Vienna is one of the most popular tourist destinations in the world. In 2012 alone, more than 5.6 million people visited the metropolis on the Danube – representing a rise of 7.2 percent from the year before. One of the reasons for Vienna's popularity is that it offers such attractions as Schönbrunn Palace, the Prater amusement park, art and music as well as its famous coffee houses and "Heurige" wine taverns. The success of Vienna as a tourist destination is also largely due to effective marketing by the Vienna Tourist Board.
This non-profit organization, with a staff of 140, collaborates with the municipal government on all tourism-related initiatives, jointly runs an independent accommodation and tourist information service (together with Wien-Hotels & Info), publishes material to promote and provide information about Vienna, represents the city at trade fairs across the world, operates the global Vienna Convention Bureau, and works closely with the tourism industry in the different countries.
In order to manage all these tasks efficiently, the Board's employees need to have the flexibility to work remotely. To make this possible, their IT team must provide them with the support and ability to access essential applications and data from any location. "Virtual desktops were the ideal solution for us," says Reinhard Gustavik, IT Team Manager. "My team and I had several years of experience with server virtualization based on VMware products. Choosing VMware View, now in Version 5.1 seemed the right option."
All the Board's business applications, such as accounting, marketing and HR software, as well as desktop publishing and other specialized applications, run on the 100 licensed virtual desktops.
In addition to implementing desktop virtualization, the IT Manager and his team also needed to re-think the security of the VDI (virtual desktop infrastructure). The challenge was to guarantee complete security of the virtual desktops without placing additional load on the systems. This could not be achieved with a conventional security solution running on each and every terminal device, as this would lead to very high overhead costs and low performance.

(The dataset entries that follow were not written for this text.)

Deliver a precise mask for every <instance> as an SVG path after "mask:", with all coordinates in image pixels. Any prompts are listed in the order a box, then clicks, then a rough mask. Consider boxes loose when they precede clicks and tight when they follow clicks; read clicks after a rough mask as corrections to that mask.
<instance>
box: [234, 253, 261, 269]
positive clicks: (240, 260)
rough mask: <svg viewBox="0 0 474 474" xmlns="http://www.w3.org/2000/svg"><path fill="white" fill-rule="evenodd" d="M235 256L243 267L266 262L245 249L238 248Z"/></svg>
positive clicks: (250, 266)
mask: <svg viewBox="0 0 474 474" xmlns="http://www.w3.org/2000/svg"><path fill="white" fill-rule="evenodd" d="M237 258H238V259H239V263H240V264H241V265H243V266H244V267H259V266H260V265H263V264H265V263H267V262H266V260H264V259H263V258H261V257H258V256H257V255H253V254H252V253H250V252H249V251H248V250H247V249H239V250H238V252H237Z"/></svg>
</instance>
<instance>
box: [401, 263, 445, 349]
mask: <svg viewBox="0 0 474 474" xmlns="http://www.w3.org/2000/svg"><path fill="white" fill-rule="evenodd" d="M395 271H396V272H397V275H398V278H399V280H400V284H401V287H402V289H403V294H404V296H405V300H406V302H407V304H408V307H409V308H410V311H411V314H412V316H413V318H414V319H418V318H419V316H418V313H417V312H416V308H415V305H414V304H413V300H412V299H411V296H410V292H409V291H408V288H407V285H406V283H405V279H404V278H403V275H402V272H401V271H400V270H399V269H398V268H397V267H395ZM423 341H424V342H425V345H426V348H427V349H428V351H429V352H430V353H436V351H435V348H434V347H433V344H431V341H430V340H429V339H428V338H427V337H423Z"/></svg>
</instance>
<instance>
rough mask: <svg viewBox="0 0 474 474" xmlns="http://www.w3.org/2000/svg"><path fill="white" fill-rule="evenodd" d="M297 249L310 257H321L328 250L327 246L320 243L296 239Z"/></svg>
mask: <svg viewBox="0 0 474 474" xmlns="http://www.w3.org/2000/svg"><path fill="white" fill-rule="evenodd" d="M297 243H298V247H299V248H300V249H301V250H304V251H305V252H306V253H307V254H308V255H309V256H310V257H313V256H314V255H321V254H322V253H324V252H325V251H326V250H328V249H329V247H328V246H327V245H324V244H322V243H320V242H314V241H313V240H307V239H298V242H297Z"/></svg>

The team decided to go with the Trend Micro Deep Security solution. The IT Team Manager emphasizes that "Deep Security was the only security solution we found that is designed to meet the unique challenges of virtualized environments and is perfectly compatible with VMware." The solution uses a dedicated security-optimized virtual machine, which allows it to access each desktop guest VM via VMware vShield Endpoint API without any need for agents. A check is run each time one of the virtual desktops or files is accessed.
The virtual desktops with VMware View have the potential to enable significant savings from the IT administration’s point of view. It is no longer necessary to install, update or configure software on each individual desktop on-site, because all of this is done on the central server. In addition, the agentless approach offers impressive security benefits. A check is run each time the virtual machines (VMs) are accessed, without placing any additional load on resources. "As a result, we need fewer hosts and we can increase the number of VMs per host," explains the IT Team Manager. "We simply couldn't have done this with a conventional solution." Too many hosts would have been needed for the number of desktops, which would have cancelled out the benefits of desktop virtualization, such as, centralization, improved resource utilization, and ease of maintenance.
According to the IT Manager, another benefit of agentless capabilities, and one that should not be underestimated, it is the backing up of images. The virtual machines are smaller because they do not all need to store and reload signatures. Additionally there are fewer differences between the base images and the runtime images. As a result, less data has to be stored, and a significant amount of storage space can be saved.
Reinhard Gustavik explains that "we had a first-hand opportunity to experience the practical differences between working with agentless security and using an agent-based approach. We could clearly see how memory consumption began to increase as soon as agents were used." Another consideration was deduplication in storage because of differences such as signature updates. These cannot be deduplicated and therefore increase the storage volume. "This really highlighted to us the benefits of an agentless approach," says the IT expert.
The IT Manager's plans for the coming year underline his satisfaction with the Trend Micro security solution. He intends to switch to Deep Security for the notebooks as well to secure their endpoints. His goal is to simplify administration and relieve his staff of the tasks of performing updates, installing patches and updating virus signatures. In this context, the IT team are also considering using other functions of Deep Security, such as Virtual Shielding. This involves virtual patching, which provides protection against zero- day attacks and eliminates the need for emergency patching on virtual desktops.
One year after implementation of VMware View and Deep Security, Reinhard Gustavik can look back and take stock: "We decided, very early on, that we wanted an agentless approach to security and, thanks to our collaboration with VMware and Trend Micro, it has been a successful journey."